IIDA SHOJI 〈Half&Half(Pumps)〉, 1968/2019, 45 × 45 × 45 cm
The work “Paper” uses a large amount of printed paper that has been crumpled and stacked together to express the relationship between the “existence” and “materiality” of paper. After the process of printing, paper approaches the fact that paper is more so as “paper”. Furthermore, this towering pile of paper may collapse naturally, meaning this artwork is not just a still work, but involves the operation of the entire universe in motion.

IIDA SHOJI 〈Paper〉, 1968/2019
Works on paper after the 1970s, “Minimum” series and the “Surface of Earth” series use minimal colors and shapes to present the things in nature.
“As long as human beings have expectations, the relationship between self-hood and the world will continue to proceed in accordance with that degree of expectation.
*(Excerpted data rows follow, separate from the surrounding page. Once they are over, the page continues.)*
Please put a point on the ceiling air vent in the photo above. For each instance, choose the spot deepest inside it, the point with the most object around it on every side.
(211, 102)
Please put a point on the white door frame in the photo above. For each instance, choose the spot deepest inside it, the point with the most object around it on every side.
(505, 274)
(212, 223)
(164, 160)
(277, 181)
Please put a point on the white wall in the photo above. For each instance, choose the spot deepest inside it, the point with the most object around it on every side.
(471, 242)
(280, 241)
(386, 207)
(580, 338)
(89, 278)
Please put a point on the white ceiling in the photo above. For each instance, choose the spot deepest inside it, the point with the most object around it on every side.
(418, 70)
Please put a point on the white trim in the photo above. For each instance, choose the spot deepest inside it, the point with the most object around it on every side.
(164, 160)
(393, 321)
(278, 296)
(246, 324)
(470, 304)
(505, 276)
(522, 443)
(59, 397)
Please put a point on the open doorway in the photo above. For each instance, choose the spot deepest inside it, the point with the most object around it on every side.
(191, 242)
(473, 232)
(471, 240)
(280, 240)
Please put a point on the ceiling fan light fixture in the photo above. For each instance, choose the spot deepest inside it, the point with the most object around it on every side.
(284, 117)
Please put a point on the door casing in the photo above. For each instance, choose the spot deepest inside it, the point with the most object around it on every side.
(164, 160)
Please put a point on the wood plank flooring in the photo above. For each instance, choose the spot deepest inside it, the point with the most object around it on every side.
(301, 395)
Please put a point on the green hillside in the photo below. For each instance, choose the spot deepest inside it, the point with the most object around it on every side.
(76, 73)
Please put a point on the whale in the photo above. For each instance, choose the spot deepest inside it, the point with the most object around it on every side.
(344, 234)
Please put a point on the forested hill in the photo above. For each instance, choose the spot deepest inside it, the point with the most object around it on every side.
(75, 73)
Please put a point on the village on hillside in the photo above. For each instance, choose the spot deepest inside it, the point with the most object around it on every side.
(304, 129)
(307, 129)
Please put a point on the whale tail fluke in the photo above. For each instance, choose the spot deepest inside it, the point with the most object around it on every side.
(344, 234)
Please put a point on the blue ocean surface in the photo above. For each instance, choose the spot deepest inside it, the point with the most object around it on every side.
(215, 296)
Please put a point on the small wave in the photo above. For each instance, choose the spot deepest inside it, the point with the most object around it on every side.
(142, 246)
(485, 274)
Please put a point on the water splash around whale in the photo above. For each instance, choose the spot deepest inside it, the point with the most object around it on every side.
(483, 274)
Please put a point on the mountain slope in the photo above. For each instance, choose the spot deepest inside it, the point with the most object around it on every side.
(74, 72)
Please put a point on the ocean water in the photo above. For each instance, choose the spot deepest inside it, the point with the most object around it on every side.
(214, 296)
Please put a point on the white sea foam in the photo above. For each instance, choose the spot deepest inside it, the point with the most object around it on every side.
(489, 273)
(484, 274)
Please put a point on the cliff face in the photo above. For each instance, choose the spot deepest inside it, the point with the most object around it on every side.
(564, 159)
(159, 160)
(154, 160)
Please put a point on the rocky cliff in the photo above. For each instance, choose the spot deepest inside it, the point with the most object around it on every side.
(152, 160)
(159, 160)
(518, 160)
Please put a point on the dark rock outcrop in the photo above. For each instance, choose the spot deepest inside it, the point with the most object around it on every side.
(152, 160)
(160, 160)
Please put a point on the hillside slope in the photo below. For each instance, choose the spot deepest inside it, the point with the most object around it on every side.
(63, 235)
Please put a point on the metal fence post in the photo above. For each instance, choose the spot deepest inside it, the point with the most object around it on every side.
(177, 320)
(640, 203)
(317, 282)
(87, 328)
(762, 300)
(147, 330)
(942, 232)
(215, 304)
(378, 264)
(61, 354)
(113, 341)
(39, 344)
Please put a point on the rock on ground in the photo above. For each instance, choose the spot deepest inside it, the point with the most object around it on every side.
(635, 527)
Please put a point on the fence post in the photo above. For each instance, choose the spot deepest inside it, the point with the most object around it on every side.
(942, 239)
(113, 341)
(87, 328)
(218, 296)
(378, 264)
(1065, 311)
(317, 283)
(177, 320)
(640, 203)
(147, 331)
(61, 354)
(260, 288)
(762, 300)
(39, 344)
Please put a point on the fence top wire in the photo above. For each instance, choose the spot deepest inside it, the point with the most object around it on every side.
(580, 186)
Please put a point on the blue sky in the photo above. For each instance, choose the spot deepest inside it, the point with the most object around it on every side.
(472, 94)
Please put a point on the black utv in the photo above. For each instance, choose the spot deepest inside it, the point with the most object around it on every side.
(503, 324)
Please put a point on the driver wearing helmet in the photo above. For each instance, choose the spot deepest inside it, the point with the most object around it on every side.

What should be understood at this time is that it is us humans, not the world, who hold these expectations. Therefore, we should limit our expectations and shrink it to its minimum.”
–Iida Shoji.

IIDA SHOJI〈Memories〉 1997, 44 × 54.5 cm
Iida Shoji is a philosopher of art and one of the enlighteners of Mono-Ha. He very likely inspired and prompted the epoch-making of the Japanese contemporary art theory.